Wednesday, January 16, 2013

'horror' and desensitization


Hor’ror (hor’ər) n. 1, a painful emotion of fear or abhorrence; an intense aversion. 2, that which excites such a feeling. [Derived from Latin horrere, to stand on end (as hair), presumably from fear.] (The New American Webster Handy College Dictionary, Fourth Edition)

Graphic depiction of 'horror' was originally an obstacle of superficial fear to me as a child that had to be somehow overcome or conquered within my mind. So I began to immerse myself in it far enough so that I could create a convenient archive of disturbing scenes  to play and replay in my mind as if to trump the familiar with an imagination inspired in part through things like this.

This was a process of deliberate desensitization that I had begun cultivating at the onset of puberty, and within this I had become more reticent through seeing myself and my disposition in comparison and contrast to that of other children in my neighborhood, at school, on the television screen, and believing that I had been cheated out of what I perceived as a more genuine family system, or at least the ideal that is presented. The impression I associated with this was that of having been drafted into a shitty existence and that everyone out there should all be held responsible somehow.

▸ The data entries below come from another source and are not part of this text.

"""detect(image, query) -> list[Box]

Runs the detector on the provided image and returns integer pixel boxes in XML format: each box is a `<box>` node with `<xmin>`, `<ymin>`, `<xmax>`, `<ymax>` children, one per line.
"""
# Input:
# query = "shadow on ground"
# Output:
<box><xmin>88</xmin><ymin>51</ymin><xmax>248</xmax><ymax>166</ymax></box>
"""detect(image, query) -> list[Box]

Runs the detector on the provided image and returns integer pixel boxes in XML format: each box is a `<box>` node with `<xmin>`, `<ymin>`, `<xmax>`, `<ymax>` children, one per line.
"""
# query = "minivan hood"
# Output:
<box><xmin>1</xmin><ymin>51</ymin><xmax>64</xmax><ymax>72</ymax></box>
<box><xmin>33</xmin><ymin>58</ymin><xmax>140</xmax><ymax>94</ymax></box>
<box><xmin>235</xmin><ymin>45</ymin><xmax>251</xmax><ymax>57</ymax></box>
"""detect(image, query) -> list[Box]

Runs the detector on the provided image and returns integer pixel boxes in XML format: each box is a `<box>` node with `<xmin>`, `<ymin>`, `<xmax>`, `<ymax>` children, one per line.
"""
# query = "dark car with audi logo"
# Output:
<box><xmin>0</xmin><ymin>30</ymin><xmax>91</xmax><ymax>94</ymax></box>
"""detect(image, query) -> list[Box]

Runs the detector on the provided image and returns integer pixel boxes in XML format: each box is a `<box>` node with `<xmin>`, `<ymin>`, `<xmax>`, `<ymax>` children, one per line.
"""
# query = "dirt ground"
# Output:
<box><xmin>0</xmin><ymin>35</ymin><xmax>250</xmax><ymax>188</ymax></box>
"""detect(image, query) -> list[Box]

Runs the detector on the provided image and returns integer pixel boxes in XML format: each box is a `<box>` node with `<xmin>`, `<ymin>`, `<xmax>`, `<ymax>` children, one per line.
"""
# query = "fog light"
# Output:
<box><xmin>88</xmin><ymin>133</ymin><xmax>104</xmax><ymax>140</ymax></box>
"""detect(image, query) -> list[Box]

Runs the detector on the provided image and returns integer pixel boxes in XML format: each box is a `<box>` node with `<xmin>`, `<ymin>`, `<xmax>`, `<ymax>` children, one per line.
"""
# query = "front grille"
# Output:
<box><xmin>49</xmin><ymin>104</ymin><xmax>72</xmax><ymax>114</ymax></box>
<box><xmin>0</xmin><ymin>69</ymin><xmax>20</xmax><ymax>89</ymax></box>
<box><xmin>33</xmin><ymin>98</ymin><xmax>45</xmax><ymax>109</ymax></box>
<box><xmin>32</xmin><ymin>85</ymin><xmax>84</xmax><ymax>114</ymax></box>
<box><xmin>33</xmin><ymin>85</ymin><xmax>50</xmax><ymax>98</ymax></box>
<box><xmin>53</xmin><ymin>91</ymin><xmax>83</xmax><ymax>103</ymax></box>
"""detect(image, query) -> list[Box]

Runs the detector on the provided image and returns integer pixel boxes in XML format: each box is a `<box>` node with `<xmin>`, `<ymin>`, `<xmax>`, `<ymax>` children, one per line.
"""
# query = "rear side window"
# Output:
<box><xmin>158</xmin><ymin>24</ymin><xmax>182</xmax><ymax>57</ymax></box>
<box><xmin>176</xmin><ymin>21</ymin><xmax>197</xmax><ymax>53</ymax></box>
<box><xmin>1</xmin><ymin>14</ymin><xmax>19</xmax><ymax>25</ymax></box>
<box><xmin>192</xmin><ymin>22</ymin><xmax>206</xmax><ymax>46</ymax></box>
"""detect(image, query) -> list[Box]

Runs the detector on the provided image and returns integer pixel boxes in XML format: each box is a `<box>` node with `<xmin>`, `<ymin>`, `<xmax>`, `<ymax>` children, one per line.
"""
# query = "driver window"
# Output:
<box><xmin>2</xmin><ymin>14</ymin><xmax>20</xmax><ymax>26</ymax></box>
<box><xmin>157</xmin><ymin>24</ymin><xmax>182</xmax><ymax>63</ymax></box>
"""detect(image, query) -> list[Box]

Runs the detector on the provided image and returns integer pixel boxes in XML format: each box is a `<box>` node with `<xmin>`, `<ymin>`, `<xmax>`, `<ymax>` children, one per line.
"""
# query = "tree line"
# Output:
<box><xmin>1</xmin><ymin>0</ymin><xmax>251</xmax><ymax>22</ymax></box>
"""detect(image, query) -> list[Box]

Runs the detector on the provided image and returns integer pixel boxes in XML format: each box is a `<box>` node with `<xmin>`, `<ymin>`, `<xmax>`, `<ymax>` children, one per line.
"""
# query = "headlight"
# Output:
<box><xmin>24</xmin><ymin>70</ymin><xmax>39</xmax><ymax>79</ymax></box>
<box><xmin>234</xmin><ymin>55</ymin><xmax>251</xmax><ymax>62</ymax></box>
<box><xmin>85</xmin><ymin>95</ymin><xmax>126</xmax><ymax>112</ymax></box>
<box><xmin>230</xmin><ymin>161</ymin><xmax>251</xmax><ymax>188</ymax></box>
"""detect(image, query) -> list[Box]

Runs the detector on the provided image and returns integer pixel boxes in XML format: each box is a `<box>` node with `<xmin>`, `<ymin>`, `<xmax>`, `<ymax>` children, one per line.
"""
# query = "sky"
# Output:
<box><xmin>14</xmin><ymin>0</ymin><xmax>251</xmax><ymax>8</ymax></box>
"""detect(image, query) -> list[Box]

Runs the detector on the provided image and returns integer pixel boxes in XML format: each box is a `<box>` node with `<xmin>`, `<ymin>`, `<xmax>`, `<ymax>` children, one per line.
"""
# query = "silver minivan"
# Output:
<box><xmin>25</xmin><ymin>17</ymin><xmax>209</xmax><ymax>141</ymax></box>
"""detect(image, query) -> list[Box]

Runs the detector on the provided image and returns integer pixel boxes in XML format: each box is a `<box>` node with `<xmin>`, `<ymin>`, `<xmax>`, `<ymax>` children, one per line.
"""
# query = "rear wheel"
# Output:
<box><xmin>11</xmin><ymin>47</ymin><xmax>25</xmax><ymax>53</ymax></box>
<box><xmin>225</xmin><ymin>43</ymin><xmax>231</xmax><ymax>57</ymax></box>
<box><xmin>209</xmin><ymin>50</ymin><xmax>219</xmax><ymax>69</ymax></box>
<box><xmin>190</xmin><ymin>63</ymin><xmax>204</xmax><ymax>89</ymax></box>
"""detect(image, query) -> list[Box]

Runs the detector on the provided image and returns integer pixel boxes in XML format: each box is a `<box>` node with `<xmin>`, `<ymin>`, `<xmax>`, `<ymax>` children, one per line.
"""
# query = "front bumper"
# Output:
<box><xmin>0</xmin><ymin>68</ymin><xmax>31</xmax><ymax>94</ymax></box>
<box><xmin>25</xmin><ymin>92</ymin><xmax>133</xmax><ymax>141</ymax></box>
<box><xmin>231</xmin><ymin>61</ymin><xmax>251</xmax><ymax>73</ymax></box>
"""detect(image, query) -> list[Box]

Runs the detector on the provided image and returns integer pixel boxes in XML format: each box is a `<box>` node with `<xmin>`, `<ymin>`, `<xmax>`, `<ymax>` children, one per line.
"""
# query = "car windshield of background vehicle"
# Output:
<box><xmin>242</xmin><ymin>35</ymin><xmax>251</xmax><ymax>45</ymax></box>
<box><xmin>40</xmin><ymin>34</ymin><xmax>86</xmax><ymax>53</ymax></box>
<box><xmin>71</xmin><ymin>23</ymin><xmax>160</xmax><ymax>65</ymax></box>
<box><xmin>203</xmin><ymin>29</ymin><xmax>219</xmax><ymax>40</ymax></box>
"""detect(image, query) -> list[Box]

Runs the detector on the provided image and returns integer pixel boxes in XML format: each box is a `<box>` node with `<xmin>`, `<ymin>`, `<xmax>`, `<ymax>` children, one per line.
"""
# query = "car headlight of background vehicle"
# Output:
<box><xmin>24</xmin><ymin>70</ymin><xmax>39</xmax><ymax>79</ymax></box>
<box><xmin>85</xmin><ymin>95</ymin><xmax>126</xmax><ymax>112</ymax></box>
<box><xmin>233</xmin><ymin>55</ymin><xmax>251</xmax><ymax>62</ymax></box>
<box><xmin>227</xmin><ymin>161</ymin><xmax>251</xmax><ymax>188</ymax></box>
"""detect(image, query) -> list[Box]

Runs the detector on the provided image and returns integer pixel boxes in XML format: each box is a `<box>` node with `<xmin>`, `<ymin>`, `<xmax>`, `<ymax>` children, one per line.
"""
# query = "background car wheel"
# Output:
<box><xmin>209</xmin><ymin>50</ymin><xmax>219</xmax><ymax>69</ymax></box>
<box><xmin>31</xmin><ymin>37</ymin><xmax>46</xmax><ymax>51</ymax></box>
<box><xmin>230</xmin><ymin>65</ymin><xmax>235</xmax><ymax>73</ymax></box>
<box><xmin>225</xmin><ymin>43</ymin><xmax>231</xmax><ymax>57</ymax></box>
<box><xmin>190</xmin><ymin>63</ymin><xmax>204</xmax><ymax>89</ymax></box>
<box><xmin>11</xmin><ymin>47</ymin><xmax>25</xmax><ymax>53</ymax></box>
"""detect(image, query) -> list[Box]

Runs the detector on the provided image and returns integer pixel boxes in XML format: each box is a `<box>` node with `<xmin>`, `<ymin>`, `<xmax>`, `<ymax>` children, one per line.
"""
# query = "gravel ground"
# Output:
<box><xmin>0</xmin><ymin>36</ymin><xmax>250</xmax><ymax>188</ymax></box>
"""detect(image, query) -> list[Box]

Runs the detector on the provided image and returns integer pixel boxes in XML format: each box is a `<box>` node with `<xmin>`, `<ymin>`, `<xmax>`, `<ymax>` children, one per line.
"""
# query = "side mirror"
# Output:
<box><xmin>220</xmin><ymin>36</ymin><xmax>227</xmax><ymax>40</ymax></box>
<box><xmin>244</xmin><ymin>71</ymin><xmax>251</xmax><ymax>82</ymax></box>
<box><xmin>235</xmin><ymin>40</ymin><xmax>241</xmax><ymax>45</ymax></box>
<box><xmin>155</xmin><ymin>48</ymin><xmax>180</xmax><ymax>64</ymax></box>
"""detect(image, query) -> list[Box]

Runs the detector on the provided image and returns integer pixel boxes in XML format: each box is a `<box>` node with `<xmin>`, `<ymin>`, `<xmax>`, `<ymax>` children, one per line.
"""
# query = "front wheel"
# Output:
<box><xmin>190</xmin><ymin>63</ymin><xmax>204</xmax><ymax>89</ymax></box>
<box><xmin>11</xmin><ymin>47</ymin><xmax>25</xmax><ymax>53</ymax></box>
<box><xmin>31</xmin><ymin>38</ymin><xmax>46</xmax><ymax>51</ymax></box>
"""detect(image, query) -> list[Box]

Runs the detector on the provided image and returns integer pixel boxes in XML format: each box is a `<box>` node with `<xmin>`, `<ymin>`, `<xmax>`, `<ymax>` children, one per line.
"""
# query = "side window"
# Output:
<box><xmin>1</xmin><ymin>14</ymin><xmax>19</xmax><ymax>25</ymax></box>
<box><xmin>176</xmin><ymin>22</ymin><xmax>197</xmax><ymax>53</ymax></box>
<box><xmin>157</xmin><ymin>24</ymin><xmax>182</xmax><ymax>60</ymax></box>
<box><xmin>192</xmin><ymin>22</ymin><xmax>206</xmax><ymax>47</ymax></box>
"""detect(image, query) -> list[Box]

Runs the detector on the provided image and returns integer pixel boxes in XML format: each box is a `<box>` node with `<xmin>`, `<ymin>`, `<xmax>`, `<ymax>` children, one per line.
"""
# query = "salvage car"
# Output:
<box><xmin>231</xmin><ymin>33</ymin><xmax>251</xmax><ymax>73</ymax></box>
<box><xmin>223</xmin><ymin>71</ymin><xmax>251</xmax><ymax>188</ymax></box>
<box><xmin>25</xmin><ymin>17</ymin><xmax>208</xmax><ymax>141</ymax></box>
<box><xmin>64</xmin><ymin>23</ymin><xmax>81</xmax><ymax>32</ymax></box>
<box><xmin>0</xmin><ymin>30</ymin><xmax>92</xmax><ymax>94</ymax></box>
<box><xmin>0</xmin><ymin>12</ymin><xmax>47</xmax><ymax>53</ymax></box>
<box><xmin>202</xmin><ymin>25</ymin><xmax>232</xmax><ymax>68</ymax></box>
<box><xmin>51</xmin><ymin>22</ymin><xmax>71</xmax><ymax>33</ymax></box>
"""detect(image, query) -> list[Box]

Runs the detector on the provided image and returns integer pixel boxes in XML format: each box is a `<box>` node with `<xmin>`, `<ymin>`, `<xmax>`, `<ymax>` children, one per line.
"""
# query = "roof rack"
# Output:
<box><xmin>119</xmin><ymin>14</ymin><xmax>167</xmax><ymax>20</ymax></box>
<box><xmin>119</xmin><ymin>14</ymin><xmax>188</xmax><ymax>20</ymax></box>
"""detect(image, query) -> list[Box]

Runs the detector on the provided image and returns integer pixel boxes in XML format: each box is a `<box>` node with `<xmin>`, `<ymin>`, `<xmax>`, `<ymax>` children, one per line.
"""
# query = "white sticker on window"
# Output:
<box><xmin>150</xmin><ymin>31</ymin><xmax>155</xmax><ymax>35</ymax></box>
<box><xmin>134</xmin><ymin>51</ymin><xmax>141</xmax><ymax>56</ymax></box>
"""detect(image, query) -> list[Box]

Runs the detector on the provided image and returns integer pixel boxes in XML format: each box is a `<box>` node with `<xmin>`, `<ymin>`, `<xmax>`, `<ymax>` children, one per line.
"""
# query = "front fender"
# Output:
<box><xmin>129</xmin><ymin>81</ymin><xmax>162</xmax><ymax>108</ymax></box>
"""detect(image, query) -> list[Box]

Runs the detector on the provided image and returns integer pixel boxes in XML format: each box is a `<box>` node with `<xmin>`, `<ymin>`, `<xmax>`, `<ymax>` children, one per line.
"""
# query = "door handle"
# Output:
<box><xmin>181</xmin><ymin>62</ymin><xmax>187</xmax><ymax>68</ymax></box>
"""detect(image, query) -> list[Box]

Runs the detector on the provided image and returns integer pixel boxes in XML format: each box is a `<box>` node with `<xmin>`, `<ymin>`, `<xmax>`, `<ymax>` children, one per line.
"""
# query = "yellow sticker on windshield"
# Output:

Seeing my own sensitivity as a kind of weakness that had to be overcome in order to adapt and overcome the defense mechanisms that grew out of abuse, I decided that my favorite kind of media was anything that represented an idea of death, the unknown, or the antagonist because I didn't want to exist and was looking for a way to embrace this nihilistic mindset from outside myself that seemed like self-empowerment. That process seemed to justify my own history that I recognized in some way and that I couldn’t really articulate at the time, as having been unprepared for responsible adulthood. At times I wanted to attribute some of this to rejecting my father through the association of him with the smell of alcohol and cigarettes, along with the flat sarcastic projection and physical abuse. I would entertain thoughts of vindication for this just as I did for certain other people as I learned how to tap into this part of my imagination.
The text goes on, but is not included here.